Between March and September, Lyft’s sales grew by an impressive 33 percent. Uber saw less growth in that time period—just 15 percent—but its overall sales are still 3.3x Lyft’s.

Uber has the edge on frequent riders

Uber’s U.S. customers are using Uber more often than Lyft’s U.S. customers are using Lyft. In the last 12 months, riders took Uber an average of 5.2 times per month. It was 4.5 times per month for Lyft.

Most riders don’t use both

It’s also clear most riders are loyal to their favorite brand—or simply creatures of habit. In September 2017, only 10 percent of rideshare customers used both services, and that number has been pretty consistent throughout the year. Nineteen percent of customers exclusively took Lyft, and the remaining 71 percent were all-in for Uber.

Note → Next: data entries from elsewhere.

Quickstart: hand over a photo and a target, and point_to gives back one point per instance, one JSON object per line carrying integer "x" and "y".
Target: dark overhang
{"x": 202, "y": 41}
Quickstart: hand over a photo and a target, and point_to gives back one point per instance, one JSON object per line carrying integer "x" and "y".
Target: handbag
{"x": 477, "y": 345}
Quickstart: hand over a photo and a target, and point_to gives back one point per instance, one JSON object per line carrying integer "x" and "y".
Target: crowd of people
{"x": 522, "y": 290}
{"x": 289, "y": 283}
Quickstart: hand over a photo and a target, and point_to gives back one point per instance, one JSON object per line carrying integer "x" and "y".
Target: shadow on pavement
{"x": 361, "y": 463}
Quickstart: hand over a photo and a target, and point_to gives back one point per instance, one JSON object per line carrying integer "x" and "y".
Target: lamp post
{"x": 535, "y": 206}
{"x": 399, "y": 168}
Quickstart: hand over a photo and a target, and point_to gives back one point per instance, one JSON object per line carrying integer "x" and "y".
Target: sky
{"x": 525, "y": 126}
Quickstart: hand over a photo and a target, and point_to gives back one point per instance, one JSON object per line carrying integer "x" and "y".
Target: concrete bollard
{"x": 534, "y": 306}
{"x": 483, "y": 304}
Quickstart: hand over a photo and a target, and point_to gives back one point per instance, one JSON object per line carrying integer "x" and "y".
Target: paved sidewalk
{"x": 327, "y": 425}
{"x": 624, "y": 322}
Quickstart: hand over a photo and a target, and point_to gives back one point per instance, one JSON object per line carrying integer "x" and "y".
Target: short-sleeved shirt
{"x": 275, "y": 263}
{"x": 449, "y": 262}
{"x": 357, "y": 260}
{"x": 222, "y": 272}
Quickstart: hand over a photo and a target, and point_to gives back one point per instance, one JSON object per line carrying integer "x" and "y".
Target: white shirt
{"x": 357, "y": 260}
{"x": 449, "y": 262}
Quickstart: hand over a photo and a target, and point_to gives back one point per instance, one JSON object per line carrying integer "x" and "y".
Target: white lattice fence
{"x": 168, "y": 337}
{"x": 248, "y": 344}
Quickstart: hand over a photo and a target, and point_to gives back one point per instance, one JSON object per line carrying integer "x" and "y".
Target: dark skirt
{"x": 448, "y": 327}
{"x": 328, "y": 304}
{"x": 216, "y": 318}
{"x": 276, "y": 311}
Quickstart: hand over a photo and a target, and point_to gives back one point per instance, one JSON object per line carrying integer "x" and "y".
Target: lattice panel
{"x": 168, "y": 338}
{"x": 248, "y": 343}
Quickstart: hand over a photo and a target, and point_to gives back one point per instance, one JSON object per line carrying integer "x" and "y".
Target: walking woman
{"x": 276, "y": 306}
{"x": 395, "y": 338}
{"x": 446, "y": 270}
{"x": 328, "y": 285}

While the percentage of riders using both services has remained constant, the mix of Uber and Lyft loyalists has changed this year. In December—just before the #DeleteUber campaign—about 13 percent of riders solely used Lyft. By March, it was nearly 17 percent, and now it’s up to 19 percent.

But it’s still either company’s game

Perhaps the most revealing point is this: The vast majority of Americans don’t use either service—at least not yet. In September, about 10 percent of all U.S. consumers took Uber, and 4 percent took Lyft.

There’s plenty of room for both companies to grow by attracting the many customers who have never used either service. In the race for riders, we’re still far from waving the checkered flag.